Doesn't that just make art for rich people?

“I guess it is. If you want to buy a Van Gogh, you've got to be fairly rich, don't you? Look at this print (gestures to a striking picture). By the time it’s framed and the gallery takes its share that's £200 just on the frame. By definition it is for people who have disposable income. I can't magic that one away.”

Are all the changes that might help the general scene to do with the top end?

“Well they did have the Own Art scheme. The people who took it up here were the people who didn’t need it. The zero per cent interest never happens normally so they just said yes and that's something I don't even understand. I will facilitate things if I can, but people being affected by electricity prices are not my clients.”

If somebody said to me, ‘why buy art from a gallery?’, I would always say: ‘that’s where you can buy the best’.

“Yes, even from an artist's studio. Good artists: all the best stuff is going to the galleries. And the best artists are painting rather than trying to flog things.”

Tony Davidson does more than ‘flog things’. His enthusiasm and commitment has encouraged and emboldened many artists over the last twenty five years, and won Kilmorack Gallery a legion of followers who recognise the quality of his taste.  This Q&A demonstrated to me how much passion, energy, and engagement is still there, perhaps even more than when he started, and how important galleries and their owners are to the Scottish art world.

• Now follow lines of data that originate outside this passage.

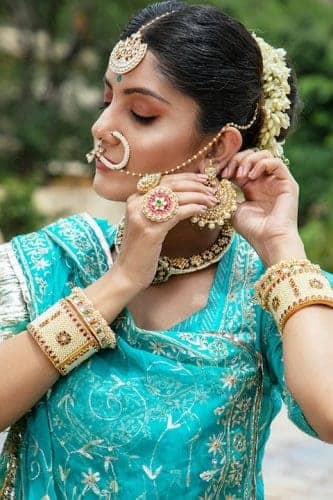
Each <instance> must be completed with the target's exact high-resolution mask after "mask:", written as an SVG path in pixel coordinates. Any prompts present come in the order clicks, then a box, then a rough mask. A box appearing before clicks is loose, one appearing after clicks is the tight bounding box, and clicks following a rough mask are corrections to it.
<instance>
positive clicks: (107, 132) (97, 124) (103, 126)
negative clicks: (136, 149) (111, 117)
mask: <svg viewBox="0 0 333 500" xmlns="http://www.w3.org/2000/svg"><path fill="white" fill-rule="evenodd" d="M103 115H104V113H102V114H101V116H100V117H99V118H98V119H97V120H96V121H95V123H94V124H93V126H92V127H91V133H92V136H93V137H94V138H95V139H102V140H103V141H104V142H107V143H108V144H110V145H111V146H116V145H118V144H119V142H120V141H119V139H118V138H117V137H114V136H113V135H112V133H111V132H112V131H114V130H117V128H116V127H115V126H113V125H112V124H111V123H110V120H108V119H106V117H105V116H103Z"/></svg>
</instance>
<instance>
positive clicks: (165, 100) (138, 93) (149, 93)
mask: <svg viewBox="0 0 333 500" xmlns="http://www.w3.org/2000/svg"><path fill="white" fill-rule="evenodd" d="M103 81H104V83H105V85H107V86H108V87H109V88H110V89H111V90H112V85H111V83H110V82H109V81H108V79H107V78H106V76H104V79H103ZM124 94H126V95H131V94H143V95H147V96H149V97H154V98H155V99H157V100H159V101H162V102H164V103H166V104H170V102H169V101H167V100H166V99H164V97H162V96H160V95H159V94H156V93H155V92H154V91H153V90H150V89H147V88H145V87H132V88H129V89H125V90H124Z"/></svg>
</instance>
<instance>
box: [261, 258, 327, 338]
mask: <svg viewBox="0 0 333 500" xmlns="http://www.w3.org/2000/svg"><path fill="white" fill-rule="evenodd" d="M255 291H256V295H257V298H258V300H259V302H260V304H261V306H262V307H263V308H264V309H266V310H267V311H269V312H271V313H272V314H273V316H274V319H275V321H276V323H277V325H278V328H279V330H280V332H281V334H282V332H283V329H284V326H285V324H286V322H287V320H288V319H289V318H290V317H291V316H292V315H293V314H294V313H295V312H297V311H298V310H300V309H302V308H304V307H307V306H310V305H314V304H324V305H328V306H330V307H333V290H332V287H331V285H330V283H329V281H328V279H327V278H326V276H325V275H324V274H323V272H322V270H321V269H320V267H319V266H318V265H316V264H312V263H311V262H310V261H309V260H307V259H302V260H296V259H291V260H287V261H282V262H279V263H278V264H275V265H274V266H271V267H269V268H268V269H267V271H266V272H265V274H264V275H263V276H262V277H261V278H260V280H259V281H258V282H257V283H256V285H255Z"/></svg>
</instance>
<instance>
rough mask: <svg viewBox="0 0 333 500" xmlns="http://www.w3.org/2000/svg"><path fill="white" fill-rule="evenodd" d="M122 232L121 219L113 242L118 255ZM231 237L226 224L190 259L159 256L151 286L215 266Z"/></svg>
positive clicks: (228, 246)
mask: <svg viewBox="0 0 333 500" xmlns="http://www.w3.org/2000/svg"><path fill="white" fill-rule="evenodd" d="M124 230H125V221H124V219H121V221H120V222H119V224H118V229H117V233H116V241H115V248H116V252H117V253H118V254H119V252H120V247H121V245H122V242H123V237H124ZM233 235H234V230H233V227H232V226H231V224H230V223H228V222H226V223H225V224H224V225H223V226H222V229H221V232H220V233H219V236H218V237H217V239H216V241H215V242H214V243H213V244H212V246H211V247H210V248H208V249H207V250H204V251H203V252H200V253H198V254H195V255H192V256H191V257H166V256H165V255H161V256H160V257H159V259H158V266H157V270H156V274H155V277H154V279H153V281H152V285H156V284H158V283H164V282H165V281H168V279H169V278H170V277H171V276H172V275H176V274H187V273H193V272H194V271H200V270H201V269H205V268H206V267H208V266H210V265H212V264H215V262H218V261H219V260H220V259H221V258H222V257H223V255H224V254H225V253H226V251H227V250H228V248H229V246H230V243H231V241H232V237H233Z"/></svg>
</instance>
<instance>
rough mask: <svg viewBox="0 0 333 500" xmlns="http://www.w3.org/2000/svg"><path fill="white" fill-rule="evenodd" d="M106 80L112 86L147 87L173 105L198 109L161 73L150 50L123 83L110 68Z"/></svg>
mask: <svg viewBox="0 0 333 500" xmlns="http://www.w3.org/2000/svg"><path fill="white" fill-rule="evenodd" d="M106 78H107V80H108V81H109V82H110V83H111V84H112V86H124V87H125V86H126V87H147V88H149V89H151V90H153V91H154V92H156V93H158V94H160V95H161V96H162V97H164V98H165V99H167V100H168V101H169V102H170V103H171V104H172V103H174V104H177V103H178V104H183V105H187V106H190V107H194V108H195V109H196V108H197V105H196V103H195V101H194V100H193V99H192V98H191V97H189V96H187V95H186V94H184V93H183V92H180V91H179V90H178V89H177V88H176V87H175V86H174V85H173V84H172V82H170V80H169V79H168V78H167V77H166V76H165V75H164V74H163V73H162V72H161V70H160V69H159V66H158V60H157V58H156V56H155V55H154V54H153V53H152V52H151V51H150V50H149V49H148V51H147V54H146V56H145V57H144V59H143V60H142V61H141V62H140V64H138V66H137V67H136V68H134V69H133V70H131V71H129V72H128V73H125V74H124V75H122V79H121V83H119V82H117V74H116V73H114V72H113V71H112V70H111V68H110V67H109V66H108V68H107V71H106Z"/></svg>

1. Kilmorack Gallery is south west of Beauly, on the Strath Glass road. Tony Davidson’s book, Confessions Of A Highland Art Dealer, can be purchased from the Gallery: https://www.kilmorackgallery.co.uk/. The Scotsman’s Roger Cox said: “an unexpected page turner.. partly this is because his elegant, unpretentious prose flows so effortlessly from one idea to the next, but mainly it's because the narrative that unfolds is so compelling – a tale of perpetual innovation and reinvention; of constantly cultivating existing relationships while also forming new ones. His writing on art and artists is excellent too: he's highly perceptive on the art and also creates some wonderful pen-portraits of the artists.”